Un extrait de la biographie de Kafka par Reiner Stach, qui donne à penser, et à penser encore :
« Kafka voulait encore plus qu’une clôture du texte sur lui-même, il voulait la « conclusion innée », celle qui s’anime déjà tel un fœtus sous la surface de la toute première phrase et qui affirme peu à peu ses contours. Il est permis de se demander si ses projets de roman admettaient bel et bien la possibilité d’une telle unité intérieure, ou, pour poser la question jusqu’au bout, s’ils pouvaient seulement être achevés, s’ils n’étaient pas plutôt condamnés dès l’abord à rester à l’état de fragments. Après tout, cette incapacité éternelle à atteindre le but qu’on s’est fixé n’est pas seulement ce qui affecte, mais aussi ce que décrit, le romancier Franz Kafka ; le jeune « disparu » s’éloigne du côté sûr de la société américaine à mesure même qu’il en rêve ; le tribunal suprême reste invisible aux yeux de l’accusé Josef K. ; les autorités du château, inaccessibles à l’arpenteur.
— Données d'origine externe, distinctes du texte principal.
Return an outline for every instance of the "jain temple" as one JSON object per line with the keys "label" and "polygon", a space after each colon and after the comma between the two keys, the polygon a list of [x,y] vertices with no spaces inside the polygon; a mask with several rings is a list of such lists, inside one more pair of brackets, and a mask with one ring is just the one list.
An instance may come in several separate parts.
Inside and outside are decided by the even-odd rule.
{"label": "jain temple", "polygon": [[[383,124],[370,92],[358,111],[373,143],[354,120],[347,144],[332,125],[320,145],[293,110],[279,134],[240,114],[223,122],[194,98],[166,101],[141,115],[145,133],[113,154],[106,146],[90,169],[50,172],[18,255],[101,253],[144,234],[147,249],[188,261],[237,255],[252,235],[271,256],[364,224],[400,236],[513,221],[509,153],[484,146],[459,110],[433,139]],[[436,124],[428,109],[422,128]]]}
Ne pourrait-on pas imaginer – même si cette idée n’a sûrement jamais effleuré l’esprit de Kafka – qu’une loi secrète ait amené l’auteur à reproduire l’échec de ses héros ? Qu’il ait atteint une unité esthétique supérieure, qu’il se soit justement rapproché de la perfection rêvée en n’achevant pas ses romans ?
Thèse séduisante, notamment parce qu’elle constitue un paradoxe on ne peut plus « kafkaïen » et que l’auteur – s’il avait eu le plaisir d’assister à un séminaire consacré à son œuvre – aurait même pu la trouver à son goût. Sa faiblesse est qu’elle sous-estime le potentiel du roman moderne, qui vit précisément d’une galvanisation mutuelle de la forme et du contenu. Les romans de Beckett sont sans aucun doute des objets achevés qui témoignent d’une grande confiance formelle – et cependant, ils ne parlent de rien d’autre que de fragmentation, de décomposition et de déchéance. Le babillage redondant de ses personnages, les lambeaux de pensées qui s’allument dans leurs cervelles solipsistes avant de s’effilocher et de disparaître sans laisser de trace – tout cela est le fruit d’un art du verbe extrêmement raffiné. Et on ne gagne rien à objecter qu’il ne s’agit plus de romans. Car Beckett tire les conséquences d’une évolution engagée longtemps avant lui dans le roman européen : la perte de cohérence entre perception interne et externe, le travail de sape qui affecte cette unité douteuse qu’on appelle le « moi ». Et dans ce maëlstrom, où faire passer la limite historique au-delà de laquelle le roman cesse d’être roman ? Dans La Faim de Knut Hamsun ? Dans Le Procès de Kafka ? Dans l’Orlando de Virginia Woolf ?
Un roman qui parle d’échec n’est pas forcé d’échouer, et les moyens dont dispose l’auteur pour réfuter ce simplisme psychologique sont, heureusement, infinis. C’était l’évidence même aux yeux de Kafka – et jamais il ne lui vint à l’esprit que sa mystérieuse inaptitude à terminer ne serait-ce qu’un seul de ses trois grands projets pouvait avoir un lien avec leur sujet ou leur structure. »
(J’imagine Kafka lisant Beckett et lui confiant : « vous ratez mieux que moi ».)
(Tiens, je n’avais pas vu que déjà paraît le second tome de cette formidable biographie alors que j’en suis à peine à la moitié du premier.)